Our whole life, our heart obedience, must be motivated by an intense desire to be in harmony with Him.  Our mind with his mind, our will with his will, our desires with his desires, our word with his Word, our deeds with his deeds, to live in perfect fellowship with him.

Likewise, when it comes to loving our neighbour!  If you don’t love your neighbour who you have seen, you cannot love God whom you haven’t seen.   A Christian cannot say he is unable to love his neighbour.  We may not always appreciate what they do or have done or what they have said, but we have to love them.  Oh, if only we would live according to the laws of our Maker we would be happy!

So as you live your Christian life, don’t take away the law, for the moment you do, everything goes askew, everything fails.  Then you will feel no need to love and obey God.  You will soon feel that you don’t owe your neighbour anything.  And before long, you won’t feel that you have to repent.

You won’t think you need to be redeemed. You won’t realize your sin.  And you will certainly not understand grace.  You won’t see the need for Christ, the cross, the resurrection, indeed, you will throw God out altogether!  And unless something miraculous happens, you will never have peace with God or enjoy his blessing and will be destined to be separated from God for an eternity!

Now we know that none of us can love God perfectly.  Paul’s words ring in our ears, “When I want to do good, I find I do the very thing I didn’t want to do.”   There is this constant struggle. I want to please God, but I often please myself instead and hence are guilty of all sorts of sins, not least, idolatry.  I want to love my neighbour, but my jealousy and pride restrains me.  Hence, we miss the mark with our neighbour as well. Our misery is our inability to love God and to love our neighbours.  We simply don’t have it in us.   Our nature is to hate God and our neighbour.

Romans 8:7; says, “The sinful mind is hostile to God.  It does not submit to God’s law, nor can it do so.”  And to think that you and I were like that at one time. As Paul exclaims in v24; “What a wretched man am I. Who will rescue me from this body of death?”  And we say with Paul “Thanks be to God, through Jesus Christ our Lord.”

That is the plus, the positive of God’s law! That is grace working in our lives.  It points us to Christ!  And because the Holy Spirit is working in us, we gladly we run to him, no longer depending on our works and wisdom, and we cry out, save us!    And with heartfelt thanks, Jesus comes along and does what we couldn’t do!  He fulfils the law perfectly by loving his Father in heaven and his earthly sinful neighbour even unto dying on a cross for our sin.

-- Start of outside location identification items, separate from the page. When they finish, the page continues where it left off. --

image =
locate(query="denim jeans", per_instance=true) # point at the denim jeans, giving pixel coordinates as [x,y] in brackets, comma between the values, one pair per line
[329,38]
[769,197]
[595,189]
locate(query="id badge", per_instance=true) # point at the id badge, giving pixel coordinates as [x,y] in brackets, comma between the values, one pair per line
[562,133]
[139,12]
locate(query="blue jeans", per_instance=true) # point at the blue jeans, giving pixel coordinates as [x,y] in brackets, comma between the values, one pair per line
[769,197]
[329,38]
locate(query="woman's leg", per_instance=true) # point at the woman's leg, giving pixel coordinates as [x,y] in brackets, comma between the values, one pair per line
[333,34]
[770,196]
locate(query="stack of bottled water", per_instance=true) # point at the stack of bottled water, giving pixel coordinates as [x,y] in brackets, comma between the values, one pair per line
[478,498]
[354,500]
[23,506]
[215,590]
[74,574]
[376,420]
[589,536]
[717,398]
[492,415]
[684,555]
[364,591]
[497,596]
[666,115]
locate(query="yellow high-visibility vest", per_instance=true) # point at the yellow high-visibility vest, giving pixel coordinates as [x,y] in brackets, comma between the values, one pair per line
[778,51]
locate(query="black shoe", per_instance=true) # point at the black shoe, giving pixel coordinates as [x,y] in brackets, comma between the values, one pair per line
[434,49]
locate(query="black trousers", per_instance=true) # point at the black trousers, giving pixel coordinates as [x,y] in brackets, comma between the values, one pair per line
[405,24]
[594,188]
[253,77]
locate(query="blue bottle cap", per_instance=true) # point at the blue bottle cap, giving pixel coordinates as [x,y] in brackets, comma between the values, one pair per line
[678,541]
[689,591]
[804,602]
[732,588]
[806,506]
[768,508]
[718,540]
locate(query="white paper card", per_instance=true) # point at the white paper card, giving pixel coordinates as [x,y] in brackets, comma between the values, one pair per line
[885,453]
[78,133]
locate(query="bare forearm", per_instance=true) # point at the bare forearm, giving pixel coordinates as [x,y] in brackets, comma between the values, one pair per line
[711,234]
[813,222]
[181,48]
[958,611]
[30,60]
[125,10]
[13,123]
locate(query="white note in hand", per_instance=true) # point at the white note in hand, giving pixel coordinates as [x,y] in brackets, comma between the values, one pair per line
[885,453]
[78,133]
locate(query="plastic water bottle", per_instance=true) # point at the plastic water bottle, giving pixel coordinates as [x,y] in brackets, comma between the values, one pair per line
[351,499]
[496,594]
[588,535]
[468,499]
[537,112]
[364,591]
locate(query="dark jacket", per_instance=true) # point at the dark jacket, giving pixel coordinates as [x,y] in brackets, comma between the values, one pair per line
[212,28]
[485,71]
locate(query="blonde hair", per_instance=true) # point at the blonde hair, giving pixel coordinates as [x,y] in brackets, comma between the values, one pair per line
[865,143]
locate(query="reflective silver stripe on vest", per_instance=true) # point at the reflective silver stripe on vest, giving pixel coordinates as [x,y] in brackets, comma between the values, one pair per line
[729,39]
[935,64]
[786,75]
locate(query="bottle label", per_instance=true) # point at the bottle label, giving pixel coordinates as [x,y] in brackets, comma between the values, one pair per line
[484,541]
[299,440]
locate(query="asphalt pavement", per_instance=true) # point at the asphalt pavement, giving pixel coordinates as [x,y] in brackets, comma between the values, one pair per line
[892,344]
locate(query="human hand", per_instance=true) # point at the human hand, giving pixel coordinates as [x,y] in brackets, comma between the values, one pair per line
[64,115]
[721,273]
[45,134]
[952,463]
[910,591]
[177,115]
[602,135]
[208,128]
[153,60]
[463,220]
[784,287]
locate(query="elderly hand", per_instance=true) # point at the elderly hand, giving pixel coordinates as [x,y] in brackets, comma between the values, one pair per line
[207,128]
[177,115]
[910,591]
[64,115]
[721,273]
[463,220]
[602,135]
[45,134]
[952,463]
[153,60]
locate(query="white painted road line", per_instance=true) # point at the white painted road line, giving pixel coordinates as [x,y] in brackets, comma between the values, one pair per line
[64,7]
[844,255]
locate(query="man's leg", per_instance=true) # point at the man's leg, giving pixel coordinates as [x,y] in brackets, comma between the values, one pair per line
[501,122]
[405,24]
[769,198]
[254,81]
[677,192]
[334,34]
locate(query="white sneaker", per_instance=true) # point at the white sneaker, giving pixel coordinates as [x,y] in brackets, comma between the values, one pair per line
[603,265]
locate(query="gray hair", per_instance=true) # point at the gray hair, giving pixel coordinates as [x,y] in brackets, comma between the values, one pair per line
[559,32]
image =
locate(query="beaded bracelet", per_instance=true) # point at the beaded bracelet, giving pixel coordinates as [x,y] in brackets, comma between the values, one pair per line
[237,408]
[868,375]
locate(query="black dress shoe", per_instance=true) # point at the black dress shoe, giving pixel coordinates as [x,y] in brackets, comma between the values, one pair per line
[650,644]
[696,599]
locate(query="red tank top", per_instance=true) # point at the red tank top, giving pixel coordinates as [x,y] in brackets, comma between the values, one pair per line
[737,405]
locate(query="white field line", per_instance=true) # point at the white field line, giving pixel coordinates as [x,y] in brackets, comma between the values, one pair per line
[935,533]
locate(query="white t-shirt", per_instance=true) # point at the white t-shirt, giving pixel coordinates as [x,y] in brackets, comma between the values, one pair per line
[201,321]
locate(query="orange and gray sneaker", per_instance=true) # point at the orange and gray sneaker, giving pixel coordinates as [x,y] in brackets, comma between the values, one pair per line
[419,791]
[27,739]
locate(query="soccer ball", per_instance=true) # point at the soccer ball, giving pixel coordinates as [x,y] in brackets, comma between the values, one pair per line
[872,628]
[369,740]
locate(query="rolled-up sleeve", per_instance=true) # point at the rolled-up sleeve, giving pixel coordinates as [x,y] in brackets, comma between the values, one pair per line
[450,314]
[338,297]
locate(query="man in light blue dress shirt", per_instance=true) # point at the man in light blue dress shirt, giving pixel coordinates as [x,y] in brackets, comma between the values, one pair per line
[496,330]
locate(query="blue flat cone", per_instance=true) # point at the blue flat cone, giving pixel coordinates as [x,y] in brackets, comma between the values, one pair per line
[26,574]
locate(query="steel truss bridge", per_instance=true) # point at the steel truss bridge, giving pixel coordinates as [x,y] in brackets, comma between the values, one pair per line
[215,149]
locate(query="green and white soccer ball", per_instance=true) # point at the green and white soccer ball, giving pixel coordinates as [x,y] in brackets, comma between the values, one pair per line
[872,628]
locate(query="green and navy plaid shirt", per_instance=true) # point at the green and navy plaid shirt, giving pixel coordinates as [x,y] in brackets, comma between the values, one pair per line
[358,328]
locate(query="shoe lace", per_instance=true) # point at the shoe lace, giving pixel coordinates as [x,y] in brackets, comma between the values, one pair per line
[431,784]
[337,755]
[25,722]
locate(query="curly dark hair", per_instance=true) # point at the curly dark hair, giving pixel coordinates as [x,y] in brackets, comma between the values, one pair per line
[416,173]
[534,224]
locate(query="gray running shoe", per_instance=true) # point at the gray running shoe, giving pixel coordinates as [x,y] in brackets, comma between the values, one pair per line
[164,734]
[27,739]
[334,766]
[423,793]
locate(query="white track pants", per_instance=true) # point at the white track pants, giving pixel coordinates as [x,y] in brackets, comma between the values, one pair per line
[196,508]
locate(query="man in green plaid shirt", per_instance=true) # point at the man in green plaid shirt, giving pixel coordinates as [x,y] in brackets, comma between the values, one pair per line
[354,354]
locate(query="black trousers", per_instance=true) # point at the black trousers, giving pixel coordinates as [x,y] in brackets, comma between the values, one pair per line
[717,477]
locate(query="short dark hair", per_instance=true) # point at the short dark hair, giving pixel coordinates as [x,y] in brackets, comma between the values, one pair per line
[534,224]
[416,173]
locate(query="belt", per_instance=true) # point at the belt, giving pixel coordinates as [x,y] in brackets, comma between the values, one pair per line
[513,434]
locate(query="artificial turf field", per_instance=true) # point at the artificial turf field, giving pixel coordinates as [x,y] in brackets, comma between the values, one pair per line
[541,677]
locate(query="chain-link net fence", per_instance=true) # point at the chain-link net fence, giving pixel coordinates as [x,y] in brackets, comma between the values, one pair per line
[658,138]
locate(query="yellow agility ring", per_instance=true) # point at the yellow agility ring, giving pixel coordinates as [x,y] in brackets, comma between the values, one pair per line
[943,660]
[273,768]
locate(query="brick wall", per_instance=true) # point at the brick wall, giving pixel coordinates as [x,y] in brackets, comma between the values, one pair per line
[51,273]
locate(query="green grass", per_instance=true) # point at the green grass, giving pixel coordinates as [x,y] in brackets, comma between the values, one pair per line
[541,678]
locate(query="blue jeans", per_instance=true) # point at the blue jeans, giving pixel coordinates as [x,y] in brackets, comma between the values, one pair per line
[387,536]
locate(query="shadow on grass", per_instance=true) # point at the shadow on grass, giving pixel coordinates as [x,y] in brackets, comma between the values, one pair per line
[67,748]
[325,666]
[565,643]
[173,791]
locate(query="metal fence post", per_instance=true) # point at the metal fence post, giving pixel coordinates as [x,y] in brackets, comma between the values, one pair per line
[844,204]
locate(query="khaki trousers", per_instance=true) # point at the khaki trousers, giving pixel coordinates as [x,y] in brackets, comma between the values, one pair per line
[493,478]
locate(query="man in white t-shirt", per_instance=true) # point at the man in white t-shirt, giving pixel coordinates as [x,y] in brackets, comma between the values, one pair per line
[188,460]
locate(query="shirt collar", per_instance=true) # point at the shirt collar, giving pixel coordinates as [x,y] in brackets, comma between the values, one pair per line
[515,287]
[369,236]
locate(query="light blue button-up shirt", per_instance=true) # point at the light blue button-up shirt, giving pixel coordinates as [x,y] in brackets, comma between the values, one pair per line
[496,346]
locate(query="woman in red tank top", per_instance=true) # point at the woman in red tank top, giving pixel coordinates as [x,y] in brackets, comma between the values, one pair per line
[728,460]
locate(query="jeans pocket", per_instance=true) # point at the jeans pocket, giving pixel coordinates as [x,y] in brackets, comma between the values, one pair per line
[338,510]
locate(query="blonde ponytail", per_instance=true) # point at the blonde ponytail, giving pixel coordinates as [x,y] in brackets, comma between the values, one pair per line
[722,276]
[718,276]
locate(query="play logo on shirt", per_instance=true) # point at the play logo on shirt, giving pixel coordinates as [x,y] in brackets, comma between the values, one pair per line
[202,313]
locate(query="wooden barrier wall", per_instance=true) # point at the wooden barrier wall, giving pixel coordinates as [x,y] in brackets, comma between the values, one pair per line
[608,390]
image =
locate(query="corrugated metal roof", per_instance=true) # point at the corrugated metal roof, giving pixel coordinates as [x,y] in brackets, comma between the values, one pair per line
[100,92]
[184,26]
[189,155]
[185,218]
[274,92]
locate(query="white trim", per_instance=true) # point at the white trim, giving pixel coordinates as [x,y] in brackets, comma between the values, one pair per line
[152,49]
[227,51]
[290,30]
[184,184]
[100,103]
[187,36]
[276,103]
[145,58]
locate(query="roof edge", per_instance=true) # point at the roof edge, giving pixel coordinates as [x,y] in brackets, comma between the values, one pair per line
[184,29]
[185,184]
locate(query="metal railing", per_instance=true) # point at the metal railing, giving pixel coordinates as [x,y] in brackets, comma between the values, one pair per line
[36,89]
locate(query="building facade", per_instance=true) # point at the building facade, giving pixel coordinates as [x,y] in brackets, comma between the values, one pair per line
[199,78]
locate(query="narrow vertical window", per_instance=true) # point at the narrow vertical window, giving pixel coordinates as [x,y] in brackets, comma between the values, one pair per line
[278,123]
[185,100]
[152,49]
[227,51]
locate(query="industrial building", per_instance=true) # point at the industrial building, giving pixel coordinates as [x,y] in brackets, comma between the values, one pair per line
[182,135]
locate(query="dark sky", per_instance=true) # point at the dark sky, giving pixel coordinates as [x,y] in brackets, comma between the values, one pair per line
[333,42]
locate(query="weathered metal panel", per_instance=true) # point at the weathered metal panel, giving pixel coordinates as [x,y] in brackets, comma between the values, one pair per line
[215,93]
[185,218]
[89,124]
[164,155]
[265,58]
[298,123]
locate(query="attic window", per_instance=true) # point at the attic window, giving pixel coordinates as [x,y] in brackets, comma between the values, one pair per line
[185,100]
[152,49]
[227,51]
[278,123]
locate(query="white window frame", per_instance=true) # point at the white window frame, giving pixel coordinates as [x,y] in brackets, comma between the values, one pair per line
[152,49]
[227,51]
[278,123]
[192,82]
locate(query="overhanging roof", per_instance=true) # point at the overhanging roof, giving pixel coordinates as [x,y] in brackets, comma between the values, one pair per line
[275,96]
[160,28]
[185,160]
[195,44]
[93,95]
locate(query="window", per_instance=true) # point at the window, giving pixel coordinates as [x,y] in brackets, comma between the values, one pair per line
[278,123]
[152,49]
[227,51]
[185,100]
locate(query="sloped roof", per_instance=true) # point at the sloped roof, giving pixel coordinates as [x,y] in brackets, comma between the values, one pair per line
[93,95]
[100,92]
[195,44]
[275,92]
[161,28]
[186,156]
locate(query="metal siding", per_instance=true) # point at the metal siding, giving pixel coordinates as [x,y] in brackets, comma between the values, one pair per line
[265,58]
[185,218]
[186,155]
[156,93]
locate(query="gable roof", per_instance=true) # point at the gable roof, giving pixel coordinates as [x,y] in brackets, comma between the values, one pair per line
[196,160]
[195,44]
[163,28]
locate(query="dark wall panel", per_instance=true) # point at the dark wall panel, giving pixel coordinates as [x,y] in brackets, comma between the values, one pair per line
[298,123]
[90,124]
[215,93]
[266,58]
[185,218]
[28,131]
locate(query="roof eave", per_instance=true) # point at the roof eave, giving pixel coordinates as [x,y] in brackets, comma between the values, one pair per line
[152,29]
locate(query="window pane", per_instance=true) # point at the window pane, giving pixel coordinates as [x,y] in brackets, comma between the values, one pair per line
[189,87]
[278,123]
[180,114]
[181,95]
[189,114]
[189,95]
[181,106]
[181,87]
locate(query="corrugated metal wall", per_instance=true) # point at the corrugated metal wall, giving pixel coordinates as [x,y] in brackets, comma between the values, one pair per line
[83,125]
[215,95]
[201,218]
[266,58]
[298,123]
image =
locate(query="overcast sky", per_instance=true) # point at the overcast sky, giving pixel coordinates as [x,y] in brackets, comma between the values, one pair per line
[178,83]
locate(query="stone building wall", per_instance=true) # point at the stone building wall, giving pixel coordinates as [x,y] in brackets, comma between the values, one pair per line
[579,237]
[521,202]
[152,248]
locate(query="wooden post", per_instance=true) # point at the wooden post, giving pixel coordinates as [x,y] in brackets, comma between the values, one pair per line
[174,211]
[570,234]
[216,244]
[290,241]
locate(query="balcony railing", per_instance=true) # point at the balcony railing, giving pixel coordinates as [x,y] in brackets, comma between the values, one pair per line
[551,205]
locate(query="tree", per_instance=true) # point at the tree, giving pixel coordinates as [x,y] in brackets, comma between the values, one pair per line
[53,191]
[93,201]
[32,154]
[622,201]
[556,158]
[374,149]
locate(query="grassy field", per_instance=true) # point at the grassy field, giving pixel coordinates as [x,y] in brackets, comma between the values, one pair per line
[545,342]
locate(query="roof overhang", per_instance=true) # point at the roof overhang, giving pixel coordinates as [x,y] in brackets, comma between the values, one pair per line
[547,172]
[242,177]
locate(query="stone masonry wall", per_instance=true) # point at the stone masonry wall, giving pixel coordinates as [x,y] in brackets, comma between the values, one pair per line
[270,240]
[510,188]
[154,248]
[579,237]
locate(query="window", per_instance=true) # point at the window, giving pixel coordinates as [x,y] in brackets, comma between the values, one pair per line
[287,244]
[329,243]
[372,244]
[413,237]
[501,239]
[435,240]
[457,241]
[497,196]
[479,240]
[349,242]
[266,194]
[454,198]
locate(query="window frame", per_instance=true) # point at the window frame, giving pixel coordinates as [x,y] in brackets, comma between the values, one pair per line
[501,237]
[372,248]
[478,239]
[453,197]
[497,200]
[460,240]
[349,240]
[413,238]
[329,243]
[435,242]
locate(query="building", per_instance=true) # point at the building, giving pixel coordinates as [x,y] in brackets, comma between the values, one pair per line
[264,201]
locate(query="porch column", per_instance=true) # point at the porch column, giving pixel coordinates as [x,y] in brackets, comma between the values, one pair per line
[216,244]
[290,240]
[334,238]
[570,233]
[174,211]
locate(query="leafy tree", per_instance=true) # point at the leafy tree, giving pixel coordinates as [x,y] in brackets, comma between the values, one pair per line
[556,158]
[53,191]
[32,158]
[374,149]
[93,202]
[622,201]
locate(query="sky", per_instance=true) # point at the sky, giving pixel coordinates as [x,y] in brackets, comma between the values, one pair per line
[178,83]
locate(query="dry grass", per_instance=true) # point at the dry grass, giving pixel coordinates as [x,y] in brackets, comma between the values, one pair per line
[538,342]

The love of God is as old as creation, but the sum, the total of it was revealed in Jesus Christ.  God, who requires love, has given love, and that love was flesh and blood in Jesus Christ.   And now that Christ has defeated death through his resurrection, those who believe and look to him can also love, because he lives in us with his Holy Spirit (Rom 5:5).

Now some people say we are sadists and we are being terribly cruel when we remind each other of the law and our sin and misery!  They would be right if we didn’t mention the God’s love to us in Jesus Christ.   There is tremendous joy and comfort in knowing God’s law and our sin and misery for it shows the immeasurable love of God in Christ.   Without God’s law we live forever without the light of God on our lives, in utter darkness.   With it, we come to live in the glorious light of Jesus forever.  There is no greater joy and comfort than that!

Some people will say, “Give us grace and not law – we live in the age of grace.”  But the truth is that without the law, we would never know grace.  Without the law we would never know Christ. And without the law we would never be saved.    Hallelujah, what a God, what a Saviour!  No wonder the Psalmist could say that he delighted in God’s law.   May we do the same.   Amen.